Obama, l’onestà di una sconfitta

Pubblicato il 5 novembre 2010, da In primo piano

La sconfitta di Obama è stata molto pesante. Oltre la consuetudine della sconfitta delle elezioni di medio termine che per la democrazia statunitense, per come è organizzata, è ina costante. Potremmo dire: più forte era l’ondata di speranza, di un nuovo inizio che Obama aveva suscitato oltre gli schemi della politica conosciuta, più forte è stata la delusione e più forte la sconfitta. Ha osservato Guido Moltedo che un leader deve avere innanzitutto la capacità di incarnare e trasmettere sentimenti primari e prepolitici, per motivare, coinvolgere, mobilitare politicamente. Per ridare senso e slancio a un progetto. Ma poi, quando un politico riesce a diventare il protagonista di una narrazione tanto attesa, ecco, inevitabile, l’idealizzazione. E quando l’idealizzazione deve fare i conti con una realtà difficile vi è l’inevitabile delusione.

A riprova che l’utilizzo di ondate emotive per suscitare il consenso degli elettori è sempre un’arma a doppio taglio, perché la cambiale da cambiare quando poi si devono fare i conti con la realtà rischia di essere molto salata. Il merito di Obama è di aver riconosciuto con nettezza e nobiltà la propria sconfitta, assumendosene la responsabilità politica, virtù alquanto rara per i leader politici

Naturalmente Obama ha pagato il conto di una crisi economica con conseguenze drammatiche sull’occupazione e sul benessere dei cittadini americani ma non c’è dubbio che i cambiamenti radicali promessi hanno dovuto fare i conti con le possibilità concrete, in termini anche di forza parlamentare e di condizionamenti esterni.

Chi si aspettava una politica estera diversa, con il rientro rapido dai teatri di guerra, una politica economica ed energetica di rottura, ecc. ha certamente avuto una delusione e in questi casi si è sempre nella tenaglia di una duplice pressione. Chi ti accusa di voler cambiare troppo e chi ti accusa di essere troppo tiepido nel cambiamento. E noi del PD ne sappiamo qualcosa.

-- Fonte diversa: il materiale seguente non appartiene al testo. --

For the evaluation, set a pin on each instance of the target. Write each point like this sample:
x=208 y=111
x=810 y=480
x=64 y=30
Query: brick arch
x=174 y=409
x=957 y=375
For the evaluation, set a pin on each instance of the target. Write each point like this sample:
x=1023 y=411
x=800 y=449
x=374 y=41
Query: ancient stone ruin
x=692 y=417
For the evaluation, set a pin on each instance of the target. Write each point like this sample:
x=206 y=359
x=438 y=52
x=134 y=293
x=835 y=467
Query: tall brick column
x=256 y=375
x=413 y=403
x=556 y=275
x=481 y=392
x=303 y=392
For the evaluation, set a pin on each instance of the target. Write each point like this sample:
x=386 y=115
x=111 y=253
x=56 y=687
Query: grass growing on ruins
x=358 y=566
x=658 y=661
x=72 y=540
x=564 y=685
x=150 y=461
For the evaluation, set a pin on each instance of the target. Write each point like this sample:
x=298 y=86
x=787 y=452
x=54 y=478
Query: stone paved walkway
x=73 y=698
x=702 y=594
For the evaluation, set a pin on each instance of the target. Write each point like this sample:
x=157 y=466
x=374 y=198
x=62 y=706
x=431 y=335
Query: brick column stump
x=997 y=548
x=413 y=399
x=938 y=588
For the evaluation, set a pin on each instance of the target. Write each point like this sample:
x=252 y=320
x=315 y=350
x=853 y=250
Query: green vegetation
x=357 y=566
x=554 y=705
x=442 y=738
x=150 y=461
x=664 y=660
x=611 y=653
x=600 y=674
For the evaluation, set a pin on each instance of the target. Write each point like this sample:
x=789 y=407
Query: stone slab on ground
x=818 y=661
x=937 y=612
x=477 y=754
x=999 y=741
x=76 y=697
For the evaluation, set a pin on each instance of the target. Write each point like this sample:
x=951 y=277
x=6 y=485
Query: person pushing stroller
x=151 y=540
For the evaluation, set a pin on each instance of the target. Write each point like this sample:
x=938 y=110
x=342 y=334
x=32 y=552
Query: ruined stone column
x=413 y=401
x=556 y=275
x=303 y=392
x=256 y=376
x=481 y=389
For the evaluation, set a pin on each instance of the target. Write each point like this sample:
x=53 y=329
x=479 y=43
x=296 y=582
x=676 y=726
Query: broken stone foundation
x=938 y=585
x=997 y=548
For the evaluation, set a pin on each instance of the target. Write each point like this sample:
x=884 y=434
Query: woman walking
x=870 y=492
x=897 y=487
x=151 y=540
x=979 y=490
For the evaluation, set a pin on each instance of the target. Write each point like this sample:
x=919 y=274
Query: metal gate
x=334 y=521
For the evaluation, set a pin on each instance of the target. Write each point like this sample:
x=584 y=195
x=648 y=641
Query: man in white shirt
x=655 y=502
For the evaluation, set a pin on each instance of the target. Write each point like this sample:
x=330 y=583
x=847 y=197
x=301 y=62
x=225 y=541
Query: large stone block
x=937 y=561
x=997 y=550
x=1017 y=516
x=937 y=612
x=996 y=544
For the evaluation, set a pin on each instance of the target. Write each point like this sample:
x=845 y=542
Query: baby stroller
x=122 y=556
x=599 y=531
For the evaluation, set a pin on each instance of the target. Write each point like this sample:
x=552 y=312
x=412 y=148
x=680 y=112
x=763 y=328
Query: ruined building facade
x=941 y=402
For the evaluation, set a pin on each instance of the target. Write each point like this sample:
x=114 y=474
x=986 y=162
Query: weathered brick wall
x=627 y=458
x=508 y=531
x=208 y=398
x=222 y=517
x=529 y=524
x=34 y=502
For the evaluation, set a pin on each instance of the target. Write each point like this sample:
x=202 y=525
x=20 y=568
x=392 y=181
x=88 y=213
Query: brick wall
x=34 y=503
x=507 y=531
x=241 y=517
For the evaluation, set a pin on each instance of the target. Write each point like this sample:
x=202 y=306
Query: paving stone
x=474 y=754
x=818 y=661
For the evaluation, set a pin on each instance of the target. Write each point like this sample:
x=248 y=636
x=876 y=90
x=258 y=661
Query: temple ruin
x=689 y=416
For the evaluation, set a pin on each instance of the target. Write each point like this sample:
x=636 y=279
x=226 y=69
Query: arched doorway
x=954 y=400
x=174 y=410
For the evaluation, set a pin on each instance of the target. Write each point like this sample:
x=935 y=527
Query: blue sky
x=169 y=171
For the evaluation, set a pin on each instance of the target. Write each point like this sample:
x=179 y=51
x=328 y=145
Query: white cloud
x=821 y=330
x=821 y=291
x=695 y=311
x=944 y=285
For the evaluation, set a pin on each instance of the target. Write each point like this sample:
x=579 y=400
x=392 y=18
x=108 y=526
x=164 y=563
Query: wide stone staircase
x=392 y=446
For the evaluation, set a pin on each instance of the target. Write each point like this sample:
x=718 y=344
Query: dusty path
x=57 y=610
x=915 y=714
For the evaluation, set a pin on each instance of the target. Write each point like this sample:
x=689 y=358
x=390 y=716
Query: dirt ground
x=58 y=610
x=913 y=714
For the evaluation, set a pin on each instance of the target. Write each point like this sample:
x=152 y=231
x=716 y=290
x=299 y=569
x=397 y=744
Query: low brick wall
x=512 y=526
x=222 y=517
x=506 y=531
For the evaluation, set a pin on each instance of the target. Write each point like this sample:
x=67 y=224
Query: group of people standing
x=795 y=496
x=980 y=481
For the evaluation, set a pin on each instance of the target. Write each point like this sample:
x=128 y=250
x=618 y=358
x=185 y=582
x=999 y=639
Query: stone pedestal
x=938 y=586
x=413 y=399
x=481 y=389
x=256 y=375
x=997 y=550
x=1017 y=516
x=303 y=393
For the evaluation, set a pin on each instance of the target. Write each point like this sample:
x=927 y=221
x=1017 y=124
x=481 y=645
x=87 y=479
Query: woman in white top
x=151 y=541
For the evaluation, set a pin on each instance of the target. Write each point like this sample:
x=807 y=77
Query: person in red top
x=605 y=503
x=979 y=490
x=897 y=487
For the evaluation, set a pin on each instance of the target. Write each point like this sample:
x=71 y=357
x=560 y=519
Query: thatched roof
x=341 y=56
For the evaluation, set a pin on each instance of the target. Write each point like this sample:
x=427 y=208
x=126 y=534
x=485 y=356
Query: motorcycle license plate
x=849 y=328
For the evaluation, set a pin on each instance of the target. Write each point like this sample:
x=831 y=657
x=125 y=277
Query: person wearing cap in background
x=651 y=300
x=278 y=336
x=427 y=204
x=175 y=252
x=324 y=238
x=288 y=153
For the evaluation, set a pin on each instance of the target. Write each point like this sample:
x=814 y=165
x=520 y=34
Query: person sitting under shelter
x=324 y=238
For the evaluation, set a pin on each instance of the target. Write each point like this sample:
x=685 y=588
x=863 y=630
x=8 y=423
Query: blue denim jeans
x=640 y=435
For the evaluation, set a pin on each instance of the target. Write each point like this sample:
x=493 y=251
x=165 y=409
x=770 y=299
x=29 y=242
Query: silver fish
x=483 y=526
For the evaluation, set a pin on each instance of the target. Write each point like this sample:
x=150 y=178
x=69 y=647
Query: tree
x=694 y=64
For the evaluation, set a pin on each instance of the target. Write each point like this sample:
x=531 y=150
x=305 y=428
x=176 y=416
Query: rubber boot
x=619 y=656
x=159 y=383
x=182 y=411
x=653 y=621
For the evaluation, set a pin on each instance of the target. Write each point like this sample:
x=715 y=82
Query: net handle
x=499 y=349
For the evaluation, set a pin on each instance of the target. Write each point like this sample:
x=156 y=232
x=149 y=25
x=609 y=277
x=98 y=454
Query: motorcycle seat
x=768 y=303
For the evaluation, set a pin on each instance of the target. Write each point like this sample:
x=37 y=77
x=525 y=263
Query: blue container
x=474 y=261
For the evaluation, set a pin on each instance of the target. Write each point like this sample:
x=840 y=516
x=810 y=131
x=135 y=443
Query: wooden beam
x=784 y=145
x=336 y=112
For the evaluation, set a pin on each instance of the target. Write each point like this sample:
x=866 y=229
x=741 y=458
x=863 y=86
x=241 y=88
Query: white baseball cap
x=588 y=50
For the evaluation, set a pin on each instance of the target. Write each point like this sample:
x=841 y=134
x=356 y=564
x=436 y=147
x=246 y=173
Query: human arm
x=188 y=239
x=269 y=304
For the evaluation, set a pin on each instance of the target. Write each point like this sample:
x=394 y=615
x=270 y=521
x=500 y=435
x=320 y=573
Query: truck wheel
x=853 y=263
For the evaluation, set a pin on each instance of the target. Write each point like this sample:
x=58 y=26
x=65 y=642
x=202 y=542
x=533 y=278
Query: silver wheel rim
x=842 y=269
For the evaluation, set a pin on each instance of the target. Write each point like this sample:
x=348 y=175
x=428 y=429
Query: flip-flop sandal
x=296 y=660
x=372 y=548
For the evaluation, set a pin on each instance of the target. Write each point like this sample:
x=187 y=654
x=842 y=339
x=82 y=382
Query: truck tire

Nella sconfitta di Obama ci sono tuttavia dei fatti strutturali su cui è bene riflettere. La crisi dell’occupazione ha pesantemente colpito la base elettorale di Obama. Sono i cittadini che lo avevano votato che più hanno subito le conseguenze drammatiche della perdita di tanti posti di lavoro, della crisi dei mutui e delle carte di credito. Dietro la sconfitta di Obama c’è anche negli USA la grande sfiducia nei confronti delle istituzioni. Un elettorato spaventato del futuro non trova nella politica dei grandi partiti le risposte rassicuranti. Molti avevano sperato in Obama ma quando la speranza ha forti componenti emotive rischia di essere una speranza a breve termine. Perché se ha perso Obama non hanno vinto i repubblicani, che sono stati pesantemente condizionati dal movimento estremistico del tea party.

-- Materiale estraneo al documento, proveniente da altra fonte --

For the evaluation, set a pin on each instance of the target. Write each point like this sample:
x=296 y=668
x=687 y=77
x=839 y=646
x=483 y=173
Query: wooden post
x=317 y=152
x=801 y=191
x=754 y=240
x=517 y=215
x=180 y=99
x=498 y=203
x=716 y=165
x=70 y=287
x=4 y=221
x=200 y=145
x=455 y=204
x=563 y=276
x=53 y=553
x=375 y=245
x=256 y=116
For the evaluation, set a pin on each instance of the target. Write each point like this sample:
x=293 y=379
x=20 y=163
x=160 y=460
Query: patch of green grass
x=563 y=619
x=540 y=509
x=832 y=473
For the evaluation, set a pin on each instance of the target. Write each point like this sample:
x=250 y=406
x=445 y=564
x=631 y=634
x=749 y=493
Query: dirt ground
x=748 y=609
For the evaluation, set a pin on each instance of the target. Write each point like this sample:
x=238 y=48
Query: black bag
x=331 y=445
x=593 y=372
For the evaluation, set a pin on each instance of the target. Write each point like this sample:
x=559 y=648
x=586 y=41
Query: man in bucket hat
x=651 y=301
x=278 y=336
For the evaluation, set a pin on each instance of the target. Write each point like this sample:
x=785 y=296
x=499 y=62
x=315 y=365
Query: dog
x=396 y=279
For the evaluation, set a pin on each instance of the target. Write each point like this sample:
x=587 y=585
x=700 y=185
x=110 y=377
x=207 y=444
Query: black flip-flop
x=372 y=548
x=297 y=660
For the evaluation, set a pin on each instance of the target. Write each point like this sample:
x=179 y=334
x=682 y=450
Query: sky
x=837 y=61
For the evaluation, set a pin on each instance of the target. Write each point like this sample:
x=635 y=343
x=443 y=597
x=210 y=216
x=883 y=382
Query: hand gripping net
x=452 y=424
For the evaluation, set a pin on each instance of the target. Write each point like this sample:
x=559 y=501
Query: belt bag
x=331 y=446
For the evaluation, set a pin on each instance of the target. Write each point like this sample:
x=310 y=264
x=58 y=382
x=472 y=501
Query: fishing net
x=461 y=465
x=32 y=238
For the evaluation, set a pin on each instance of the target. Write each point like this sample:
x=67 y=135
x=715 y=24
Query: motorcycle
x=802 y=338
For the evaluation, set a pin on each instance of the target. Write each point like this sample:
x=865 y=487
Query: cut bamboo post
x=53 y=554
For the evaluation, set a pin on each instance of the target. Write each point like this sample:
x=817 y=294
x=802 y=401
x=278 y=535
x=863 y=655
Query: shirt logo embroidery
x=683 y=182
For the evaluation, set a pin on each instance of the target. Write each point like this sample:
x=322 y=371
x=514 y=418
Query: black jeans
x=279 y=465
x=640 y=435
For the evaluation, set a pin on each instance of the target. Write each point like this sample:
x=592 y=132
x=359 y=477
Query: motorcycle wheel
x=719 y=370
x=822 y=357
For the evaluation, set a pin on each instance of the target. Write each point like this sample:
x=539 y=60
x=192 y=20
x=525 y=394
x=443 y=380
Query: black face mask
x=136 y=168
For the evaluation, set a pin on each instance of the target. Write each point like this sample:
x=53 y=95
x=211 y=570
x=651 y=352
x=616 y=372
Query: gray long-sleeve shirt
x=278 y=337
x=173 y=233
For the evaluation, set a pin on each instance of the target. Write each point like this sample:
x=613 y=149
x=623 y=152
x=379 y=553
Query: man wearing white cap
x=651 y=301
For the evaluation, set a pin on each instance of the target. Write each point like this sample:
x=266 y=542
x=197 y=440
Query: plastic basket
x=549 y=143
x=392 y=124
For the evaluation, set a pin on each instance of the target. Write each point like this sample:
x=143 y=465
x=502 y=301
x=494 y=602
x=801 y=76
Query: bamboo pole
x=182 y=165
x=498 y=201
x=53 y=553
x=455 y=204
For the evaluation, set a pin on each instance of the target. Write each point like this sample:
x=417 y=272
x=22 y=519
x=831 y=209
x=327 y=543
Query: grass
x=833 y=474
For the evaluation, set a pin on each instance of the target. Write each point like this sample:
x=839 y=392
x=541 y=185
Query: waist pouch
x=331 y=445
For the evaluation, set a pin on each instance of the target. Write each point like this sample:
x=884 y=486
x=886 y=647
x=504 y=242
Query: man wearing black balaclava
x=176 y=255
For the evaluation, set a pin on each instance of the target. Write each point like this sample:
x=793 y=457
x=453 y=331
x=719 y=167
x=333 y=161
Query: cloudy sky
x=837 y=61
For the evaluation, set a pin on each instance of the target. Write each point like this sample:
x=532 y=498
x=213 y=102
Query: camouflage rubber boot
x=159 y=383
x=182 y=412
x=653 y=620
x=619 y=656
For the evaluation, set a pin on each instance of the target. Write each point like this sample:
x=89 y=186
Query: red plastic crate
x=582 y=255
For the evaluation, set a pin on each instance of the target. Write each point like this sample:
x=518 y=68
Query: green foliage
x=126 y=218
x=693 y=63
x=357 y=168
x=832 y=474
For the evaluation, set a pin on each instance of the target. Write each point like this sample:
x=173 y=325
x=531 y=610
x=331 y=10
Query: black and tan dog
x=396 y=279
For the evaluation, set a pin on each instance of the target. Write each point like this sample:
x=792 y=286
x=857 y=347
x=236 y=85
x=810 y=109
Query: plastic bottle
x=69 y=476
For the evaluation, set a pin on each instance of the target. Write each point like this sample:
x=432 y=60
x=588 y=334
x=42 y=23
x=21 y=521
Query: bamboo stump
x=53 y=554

Questo renderà ancora più difficili le scelte di Obama, perché si troverà a dover interloquire con un fronte repubblicano poco disponibile al compromesso.

E in Italia? Tutto resta liquido. Il governo è clinicamente morto, ma ci si affanna a tenerlo in una vita artificiale che non produce nulla. La legge di stabilità (la vecchia legge finanziaria) è stata presentata alla Camera dei Deputati e si è subito bloccata, le cose della giustizia che stanno a cuore al Cav. non trovano un punto d’approdo, le vicende personali appiaono per quello che sono: uno stile di vita incompatibile con le elevate funzioni svolte e una questione grande che riguarda il limite del potere, l’eguaglianza dei cittadini, il dovere della verità dei politici. In Gran Bretagna il Ministro degli Interni si è dimesso per aver raccomandato una pratica della propria baby sitter. Così cresce la distanza dell’opinione pubblica dalla politica, senza troppe distinzioni di schieramento. Tutta la politica appare a molti elettro inadeguata.

Attendiamo Fini a Perugia come un oracolo. E per noi Renzi a Firenze. E già questo ci dice la profondità della crisi.